Thu Mar 9 09:48:41 UTC 2023

On Thu, 9 Mar 2023 10:12:43 +0100
Boris Brezillon <boris.brezillon at collabora.com> wrote:

> Hi Danilo,
> 
> On Fri, 17 Feb 2023 14:44:06 +0100
> Danilo Krummrich <dakr at redhat.com> wrote:
> 
> > Changes in V2:
> > ==============
> >   Nouveau:
> >     - Reworked the Nouveau VM_BIND UAPI to avoid memory allocations in fence
> >       signalling critical sections. Updates to the VA space are split up in three
> >       separate stages, where only the 2. stage executes in a fence signalling
> >       critical section:
> > 
> >         1. update the VA space, allocate new structures and page tables  
> 
> Sorry for the silly question, but I didn't find where the page tables
> pre-allocation happens. Mind pointing it to me? It's also unclear when
> this step happens. Is this at bind-job submission time, when the job is
> not necessarily ready to run, potentially waiting for other deps to be
> signaled. Or is it done when all deps are met, as an extra step before
> jumping to step 2. If that's the former, then I don't see how the VA
> space update can happen, since the bind-job might depend on other
> bind-jobs modifying the same portion of the VA space (unbind ops might
> lead to intermediate page table levels disappearing while we were
> waiting for deps). If it's the latter, I wonder why this is not
> considered as an allocation in the fence signaling path (for the
> bind-job out-fence to be signaled, you need these allocations to
> succeed, unless failing to allocate page-tables is considered like a HW
> misbehavior and the fence is signaled with an error in that case).

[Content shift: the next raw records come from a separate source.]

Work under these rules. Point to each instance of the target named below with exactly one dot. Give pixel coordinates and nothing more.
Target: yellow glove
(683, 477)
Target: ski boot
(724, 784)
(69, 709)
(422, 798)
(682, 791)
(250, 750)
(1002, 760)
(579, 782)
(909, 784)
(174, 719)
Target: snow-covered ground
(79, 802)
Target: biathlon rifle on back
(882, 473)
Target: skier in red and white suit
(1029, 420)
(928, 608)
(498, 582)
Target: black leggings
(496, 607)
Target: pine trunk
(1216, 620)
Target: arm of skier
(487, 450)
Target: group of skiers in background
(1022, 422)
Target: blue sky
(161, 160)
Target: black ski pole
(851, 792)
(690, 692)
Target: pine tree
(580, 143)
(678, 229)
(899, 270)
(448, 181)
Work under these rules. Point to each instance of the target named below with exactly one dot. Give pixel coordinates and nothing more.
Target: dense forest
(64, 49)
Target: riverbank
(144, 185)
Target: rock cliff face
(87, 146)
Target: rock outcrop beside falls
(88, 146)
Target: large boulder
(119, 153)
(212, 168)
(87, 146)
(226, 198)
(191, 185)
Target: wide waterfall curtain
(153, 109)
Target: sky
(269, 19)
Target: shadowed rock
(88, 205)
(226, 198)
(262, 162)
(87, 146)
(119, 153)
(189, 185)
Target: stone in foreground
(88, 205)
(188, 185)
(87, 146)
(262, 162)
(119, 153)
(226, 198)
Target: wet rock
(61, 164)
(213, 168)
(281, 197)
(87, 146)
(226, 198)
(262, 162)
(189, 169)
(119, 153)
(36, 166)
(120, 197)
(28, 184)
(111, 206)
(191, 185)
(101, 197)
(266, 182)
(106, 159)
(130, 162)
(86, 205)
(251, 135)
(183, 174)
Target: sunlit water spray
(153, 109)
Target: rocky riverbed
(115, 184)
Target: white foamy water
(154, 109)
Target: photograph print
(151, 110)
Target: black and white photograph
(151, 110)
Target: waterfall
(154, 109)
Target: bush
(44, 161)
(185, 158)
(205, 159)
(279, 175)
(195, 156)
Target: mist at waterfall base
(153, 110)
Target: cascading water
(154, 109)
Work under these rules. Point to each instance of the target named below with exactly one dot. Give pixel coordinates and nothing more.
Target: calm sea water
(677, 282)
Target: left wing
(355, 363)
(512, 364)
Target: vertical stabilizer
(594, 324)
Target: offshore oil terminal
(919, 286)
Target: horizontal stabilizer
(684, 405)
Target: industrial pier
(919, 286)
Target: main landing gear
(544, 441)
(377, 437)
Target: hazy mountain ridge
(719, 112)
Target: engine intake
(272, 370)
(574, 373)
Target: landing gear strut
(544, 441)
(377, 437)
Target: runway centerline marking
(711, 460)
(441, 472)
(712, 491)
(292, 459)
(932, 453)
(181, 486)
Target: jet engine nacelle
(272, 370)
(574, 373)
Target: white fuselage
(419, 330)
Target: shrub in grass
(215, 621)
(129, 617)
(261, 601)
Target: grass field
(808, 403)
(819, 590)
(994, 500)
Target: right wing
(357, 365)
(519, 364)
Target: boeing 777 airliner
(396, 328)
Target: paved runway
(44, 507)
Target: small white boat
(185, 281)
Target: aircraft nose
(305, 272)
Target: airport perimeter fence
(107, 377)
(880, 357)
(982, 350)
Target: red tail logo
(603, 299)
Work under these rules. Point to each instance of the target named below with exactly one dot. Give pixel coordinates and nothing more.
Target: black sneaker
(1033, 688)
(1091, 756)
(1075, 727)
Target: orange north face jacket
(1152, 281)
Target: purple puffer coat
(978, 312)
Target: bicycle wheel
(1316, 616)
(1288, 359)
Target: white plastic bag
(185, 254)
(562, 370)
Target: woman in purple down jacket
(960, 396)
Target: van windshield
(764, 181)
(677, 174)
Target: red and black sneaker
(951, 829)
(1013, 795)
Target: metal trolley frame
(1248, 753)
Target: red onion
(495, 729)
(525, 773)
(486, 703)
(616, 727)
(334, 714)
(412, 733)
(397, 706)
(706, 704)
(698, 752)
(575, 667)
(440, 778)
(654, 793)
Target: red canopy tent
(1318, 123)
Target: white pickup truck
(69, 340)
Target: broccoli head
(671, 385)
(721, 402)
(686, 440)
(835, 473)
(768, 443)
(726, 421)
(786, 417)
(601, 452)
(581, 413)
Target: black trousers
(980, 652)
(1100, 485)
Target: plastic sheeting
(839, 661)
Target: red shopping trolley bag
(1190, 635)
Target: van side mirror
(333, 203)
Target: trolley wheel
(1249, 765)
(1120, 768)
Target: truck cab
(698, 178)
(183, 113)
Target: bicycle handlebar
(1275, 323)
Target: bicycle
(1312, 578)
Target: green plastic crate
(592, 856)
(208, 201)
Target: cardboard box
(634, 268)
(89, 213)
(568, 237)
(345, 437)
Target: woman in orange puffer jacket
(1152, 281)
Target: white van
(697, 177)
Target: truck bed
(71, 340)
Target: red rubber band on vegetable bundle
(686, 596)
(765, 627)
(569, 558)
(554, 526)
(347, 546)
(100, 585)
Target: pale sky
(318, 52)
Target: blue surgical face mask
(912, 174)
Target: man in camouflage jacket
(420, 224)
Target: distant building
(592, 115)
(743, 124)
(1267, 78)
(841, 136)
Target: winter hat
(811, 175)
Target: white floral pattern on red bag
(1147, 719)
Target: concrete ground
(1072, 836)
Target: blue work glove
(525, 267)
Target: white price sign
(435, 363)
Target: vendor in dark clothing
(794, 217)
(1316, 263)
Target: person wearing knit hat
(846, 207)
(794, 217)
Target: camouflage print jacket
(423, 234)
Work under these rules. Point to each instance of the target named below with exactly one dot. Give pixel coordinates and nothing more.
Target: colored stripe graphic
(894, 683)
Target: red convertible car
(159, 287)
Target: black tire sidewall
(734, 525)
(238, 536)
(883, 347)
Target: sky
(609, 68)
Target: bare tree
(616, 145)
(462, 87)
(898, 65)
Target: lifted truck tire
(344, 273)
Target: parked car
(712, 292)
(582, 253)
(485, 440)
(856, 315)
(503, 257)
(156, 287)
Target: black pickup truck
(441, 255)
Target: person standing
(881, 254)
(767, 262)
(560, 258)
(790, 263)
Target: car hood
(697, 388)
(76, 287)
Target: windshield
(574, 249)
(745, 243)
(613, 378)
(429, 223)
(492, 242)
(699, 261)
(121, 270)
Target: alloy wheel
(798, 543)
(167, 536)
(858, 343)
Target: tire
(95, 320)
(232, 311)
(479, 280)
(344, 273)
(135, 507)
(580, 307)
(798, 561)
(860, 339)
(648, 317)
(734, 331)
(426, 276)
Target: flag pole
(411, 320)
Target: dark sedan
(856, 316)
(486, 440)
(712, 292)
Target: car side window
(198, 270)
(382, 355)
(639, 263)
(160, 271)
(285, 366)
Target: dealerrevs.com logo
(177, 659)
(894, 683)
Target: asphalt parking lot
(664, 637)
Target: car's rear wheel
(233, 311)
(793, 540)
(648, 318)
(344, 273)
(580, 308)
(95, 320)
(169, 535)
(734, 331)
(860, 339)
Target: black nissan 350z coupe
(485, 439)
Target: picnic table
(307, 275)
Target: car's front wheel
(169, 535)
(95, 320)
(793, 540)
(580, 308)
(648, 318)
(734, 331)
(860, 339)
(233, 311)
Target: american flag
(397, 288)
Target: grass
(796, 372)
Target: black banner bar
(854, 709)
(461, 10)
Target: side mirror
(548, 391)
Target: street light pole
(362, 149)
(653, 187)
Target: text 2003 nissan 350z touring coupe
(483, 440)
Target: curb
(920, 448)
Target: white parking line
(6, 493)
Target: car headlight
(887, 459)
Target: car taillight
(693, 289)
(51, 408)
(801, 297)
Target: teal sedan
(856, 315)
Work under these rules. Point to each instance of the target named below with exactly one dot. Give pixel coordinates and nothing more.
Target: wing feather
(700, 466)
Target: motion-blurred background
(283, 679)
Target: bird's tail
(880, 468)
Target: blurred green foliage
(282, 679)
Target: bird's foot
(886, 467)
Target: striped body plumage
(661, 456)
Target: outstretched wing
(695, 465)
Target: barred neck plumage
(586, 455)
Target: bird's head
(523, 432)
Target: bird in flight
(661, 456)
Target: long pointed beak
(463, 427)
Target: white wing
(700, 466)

Ok, so I just noticed you only have one bind queue per drm_file
(cli->sched_entity), and jobs are executed in-order on a given queue,
so I guess that allows you to modify the VA space at submit time
without risking any modifications to the VA space coming from other
bind-queues targeting the same VM. And, if I'm correct, synchronous
bind/unbind ops take the same path, so no risk for those to modify the
VA space either (just wonder if it's a good thing to have to sync
bind/unbind operations waiting on async ones, but that's a different
topic).

> 
> Note that I'm not familiar at all with Nouveau or TTM, and it might
> be something that's solved by another component, or I'm just
> misunderstanding how the whole thing is supposed to work. This being
> said, I'd really like to implement a VM_BIND-like uAPI in pancsf using
> the gpuva_manager infra you're proposing here, so please bare with me
> :-).
> 
> >         2. (un-)map the requested memory bindings
> >         3. free structures and page tables
> > 
> >     - Separated generic job scheduler code from specific job implementations.
> >     - Separated the EXEC and VM_BIND implementation of the UAPI.
> >     - Reworked the locking parts of the nvkm/vmm RAW interface, such that
> >       (un-)map operations can be executed in fence signalling critical sections.
> >   
> 
> Regards,
> 
> Boris
>